SPARC calls for implementation of UN Convention on Rights of the Child.


Our Correspondent October 19, 2012

LAHORE:


Pakistan has yet to develop a comprehensive legal framework on child protection issues like trafficking, sexual abuse and domestic labour, though it is required to do so under the United Nations Convention on the Rights of the Child, according to an NGO representative.


Pakistan has signed and ratified the convention, under which it is meant to protect certain rights if children, but the situation on the ground is different, said Iqbal Detho, national manager of the Society for the Protection of the Rights of the Child (SPARC), in a briefing on Wednesday.

Detho said that around 1.2 million children are trafficked each year out of which 43 per cent are forced into prostitution. The trafficking of children for forced labour and prostitution is a contemporary form of slavery, he said. He said that the latest estimates put the total number of prostituted children as high as 10 million around the world.
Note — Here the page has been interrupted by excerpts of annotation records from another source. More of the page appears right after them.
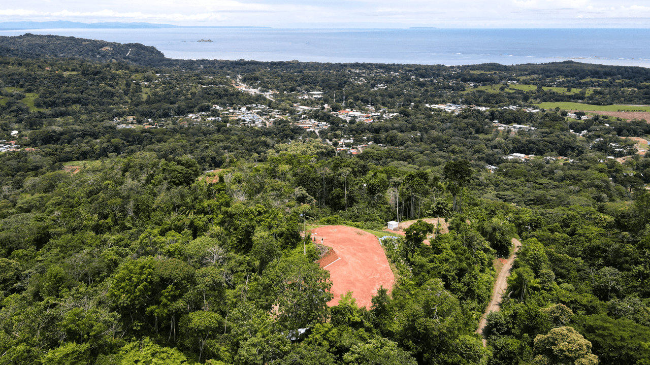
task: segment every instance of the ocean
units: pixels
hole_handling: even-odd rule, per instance
[[[650,29],[38,29],[31,32],[153,45],[171,58],[510,65],[573,60],[650,67]],[[197,42],[199,40],[212,42]]]

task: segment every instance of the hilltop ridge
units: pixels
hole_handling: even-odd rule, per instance
[[[156,47],[139,43],[121,44],[73,36],[38,35],[0,36],[0,47],[8,56],[72,57],[99,61],[117,60],[144,66],[172,66],[173,61]]]

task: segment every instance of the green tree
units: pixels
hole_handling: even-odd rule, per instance
[[[592,343],[570,327],[554,328],[548,334],[538,334],[533,347],[535,365],[595,365]]]
[[[343,355],[343,363],[350,365],[417,365],[411,355],[397,344],[386,338],[376,338],[354,345]]]
[[[445,164],[443,174],[448,182],[448,190],[454,195],[452,209],[455,212],[463,212],[463,188],[473,173],[471,165],[467,160],[450,161]]]
[[[286,328],[298,329],[322,322],[327,318],[330,272],[301,255],[272,263],[261,279],[261,297],[266,308],[278,306],[278,319]]]

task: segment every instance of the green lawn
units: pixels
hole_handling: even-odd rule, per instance
[[[497,84],[496,85],[484,85],[482,86],[478,86],[477,88],[469,87],[467,88],[463,92],[467,93],[473,90],[474,91],[483,90],[486,92],[498,93],[498,92],[501,92],[500,91],[499,91],[499,88],[500,88],[502,85],[503,84]],[[535,91],[536,90],[537,90],[536,85],[516,84],[516,85],[510,85],[510,87],[505,90],[505,92],[514,92],[515,90],[521,90],[524,92]],[[542,86],[542,88],[544,89],[545,91],[552,90],[562,95],[576,95],[578,93],[579,93],[580,90],[580,89],[579,88],[574,88],[571,89],[571,90],[569,92],[567,91],[566,88],[556,88],[552,86]],[[593,90],[591,89],[587,89],[586,92],[587,92],[585,94],[586,95],[588,95],[593,93]]]
[[[580,81],[609,81],[608,79],[594,79],[593,77],[587,77],[586,79],[582,79]]]
[[[590,105],[580,103],[541,103],[536,104],[545,109],[554,109],[559,107],[566,110],[593,110],[595,112],[650,112],[650,106],[630,107],[629,105]]]

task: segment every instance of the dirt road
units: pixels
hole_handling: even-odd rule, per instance
[[[501,297],[506,293],[508,290],[508,277],[510,276],[510,269],[512,268],[512,264],[515,262],[515,257],[517,257],[517,251],[521,247],[521,242],[517,238],[512,239],[512,245],[514,247],[512,255],[506,260],[506,263],[501,269],[501,272],[499,273],[497,279],[494,282],[494,289],[492,290],[492,299],[489,302],[489,305],[486,308],[485,313],[481,317],[481,321],[478,323],[478,329],[477,333],[483,333],[483,329],[488,324],[488,314],[490,312],[499,312],[501,305]],[[483,346],[487,346],[486,339],[483,339]]]

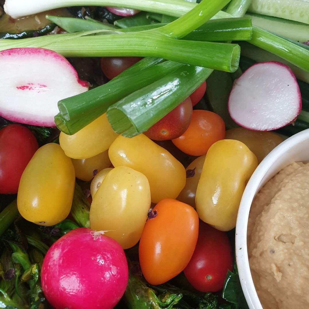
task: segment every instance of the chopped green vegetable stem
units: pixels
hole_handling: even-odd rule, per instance
[[[19,214],[17,200],[15,199],[0,213],[0,236],[13,223]]]
[[[250,6],[252,0],[232,0],[225,10],[235,17],[243,16]]]

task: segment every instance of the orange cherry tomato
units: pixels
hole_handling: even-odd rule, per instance
[[[209,111],[193,111],[189,127],[181,136],[172,140],[174,145],[191,155],[206,154],[214,142],[225,136],[225,126],[219,115]]]
[[[139,261],[147,281],[161,284],[179,274],[190,261],[199,218],[191,206],[171,198],[159,202],[152,214],[155,216],[147,220],[140,241]]]

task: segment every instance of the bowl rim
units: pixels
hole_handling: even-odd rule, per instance
[[[253,199],[263,184],[285,166],[295,162],[288,160],[279,168],[265,177],[270,167],[282,154],[309,139],[309,129],[296,133],[283,141],[272,150],[258,165],[249,180],[239,204],[235,231],[235,254],[240,284],[247,303],[250,309],[262,309],[253,283],[250,271],[247,247],[247,224]],[[250,203],[250,207],[248,204]],[[245,223],[245,224],[244,224]]]

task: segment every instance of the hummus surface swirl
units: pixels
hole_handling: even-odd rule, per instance
[[[264,308],[309,308],[309,163],[282,170],[255,198],[248,253]]]

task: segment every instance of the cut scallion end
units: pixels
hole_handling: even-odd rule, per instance
[[[72,135],[104,113],[111,105],[183,65],[167,61],[140,72],[126,74],[94,89],[58,102],[55,118],[61,131]]]
[[[188,97],[213,70],[183,65],[126,97],[107,110],[112,128],[127,137],[142,133]]]
[[[309,72],[309,51],[303,47],[256,26],[249,42]]]

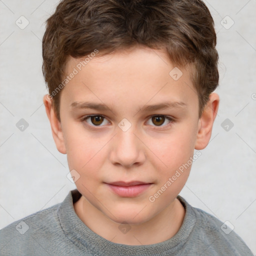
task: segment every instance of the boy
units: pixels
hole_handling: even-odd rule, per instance
[[[178,195],[218,110],[214,25],[200,0],[62,1],[44,102],[77,189],[2,229],[1,255],[252,255]]]

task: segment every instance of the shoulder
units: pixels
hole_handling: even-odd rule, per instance
[[[191,240],[200,246],[204,255],[252,256],[230,222],[223,222],[201,209],[191,206],[196,219]]]

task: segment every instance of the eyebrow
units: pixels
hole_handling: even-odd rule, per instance
[[[146,112],[160,110],[166,110],[166,108],[184,108],[186,106],[186,104],[183,102],[166,102],[159,104],[145,105],[143,106],[139,107],[136,110],[138,112],[140,111]],[[90,108],[98,110],[111,111],[112,112],[113,112],[111,108],[104,104],[96,104],[88,102],[74,102],[70,104],[70,107],[72,109],[74,110]]]

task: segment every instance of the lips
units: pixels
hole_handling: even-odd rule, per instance
[[[128,182],[115,182],[106,184],[112,192],[119,196],[134,198],[150,188],[152,184],[134,181]]]
[[[111,183],[108,183],[110,185],[114,185],[116,186],[135,186],[136,185],[140,185],[143,184],[152,184],[151,183],[148,183],[143,182],[139,182],[139,181],[134,181],[134,182],[112,182]]]

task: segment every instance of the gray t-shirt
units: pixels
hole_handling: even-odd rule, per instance
[[[80,196],[77,190],[70,191],[62,202],[2,229],[0,255],[253,256],[234,231],[180,196],[186,214],[180,230],[168,240],[145,246],[115,244],[90,230],[74,208]]]

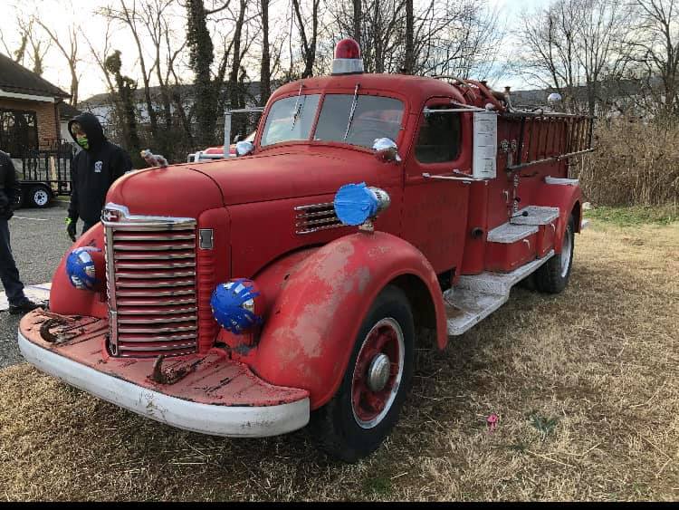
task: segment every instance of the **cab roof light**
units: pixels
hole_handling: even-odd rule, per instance
[[[363,72],[363,59],[360,57],[360,46],[353,39],[342,39],[335,46],[332,74],[359,74],[361,72]]]

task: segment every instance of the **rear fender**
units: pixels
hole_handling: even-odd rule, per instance
[[[272,384],[301,388],[311,408],[325,404],[341,382],[354,341],[379,292],[404,274],[431,294],[437,341],[447,342],[436,275],[422,253],[386,234],[354,234],[312,252],[275,297],[251,367]]]
[[[582,217],[580,204],[582,203],[582,190],[579,186],[564,186],[561,184],[545,184],[537,194],[536,206],[546,206],[559,207],[559,225],[557,226],[554,238],[554,252],[561,253],[561,243],[566,226],[569,224],[569,217],[573,209],[576,209],[575,231],[580,231],[579,219]]]
[[[94,256],[95,275],[99,280],[97,291],[76,289],[66,274],[66,259],[76,248],[92,246],[101,250]],[[52,277],[50,291],[50,311],[63,315],[88,315],[100,319],[108,318],[106,302],[106,268],[103,264],[104,226],[97,223],[66,251]]]

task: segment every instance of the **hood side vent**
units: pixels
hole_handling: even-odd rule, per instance
[[[332,202],[298,206],[294,211],[296,234],[311,234],[320,230],[345,226],[337,217]]]

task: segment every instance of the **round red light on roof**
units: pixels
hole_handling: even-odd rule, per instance
[[[336,59],[359,59],[360,46],[353,39],[342,39],[335,46]]]

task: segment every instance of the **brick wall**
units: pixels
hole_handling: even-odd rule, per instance
[[[35,112],[40,149],[47,149],[50,142],[60,138],[56,103],[0,98],[0,108]]]

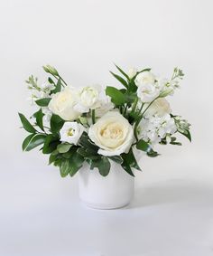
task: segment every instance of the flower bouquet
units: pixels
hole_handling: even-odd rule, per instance
[[[116,67],[119,74],[111,74],[122,89],[79,89],[46,65],[45,83],[40,85],[32,75],[26,81],[31,101],[39,109],[31,121],[19,113],[23,128],[30,133],[23,150],[41,146],[62,177],[79,171],[80,197],[97,208],[129,203],[134,169],[141,170],[139,151],[155,157],[157,144],[181,145],[175,137],[178,133],[191,140],[190,124],[171,113],[166,100],[180,87],[181,70],[175,68],[171,78],[165,79],[151,69],[125,72]]]

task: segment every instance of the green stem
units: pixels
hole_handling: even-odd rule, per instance
[[[96,123],[96,111],[95,109],[91,109],[91,115],[92,115],[92,123]]]
[[[132,112],[134,113],[135,109],[136,109],[136,106],[137,106],[137,102],[138,102],[138,98],[136,98],[133,103],[133,108],[132,108]]]
[[[68,84],[66,83],[66,81],[61,78],[60,75],[59,75],[59,78],[62,81],[62,82],[67,86]]]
He said these alarming numbers had prompted the UN to introduce an optional protocol to the convention criminalising the sale and trafficking of children. Pakistan signed the convention on September 26, 2001, but didn’t ratify it until July 2, 2011.

He said that human rights groups such as the Coalition to Stop Child Soldiers had estimated that there were around 300,000 children engaged in armed conflicts around the world. Many were forcibly recruited or abducted to join armies, some of them when under the age of 10. The UN introduced an optional protocol to the convention to seek to stop the use of children as soldiers on May 25, 2000, and Pakistan signed it on September 26, 2001, but has yet to ratify it. The protocol has been ratified by 147 countries.

Detho said that the UN Convention on the Rights of the Child had lacked a communications procedure that would enable children to submit complaints and seek redress for human rights violations they had experienced. He said a protocol in this regard was tabled on December 19, 2011, but Pakistan was yet to sign or ratify it. Twenty-six countries have so far signed it while none have ratified it.

Published in The Express Tribune, October 19th, 2012.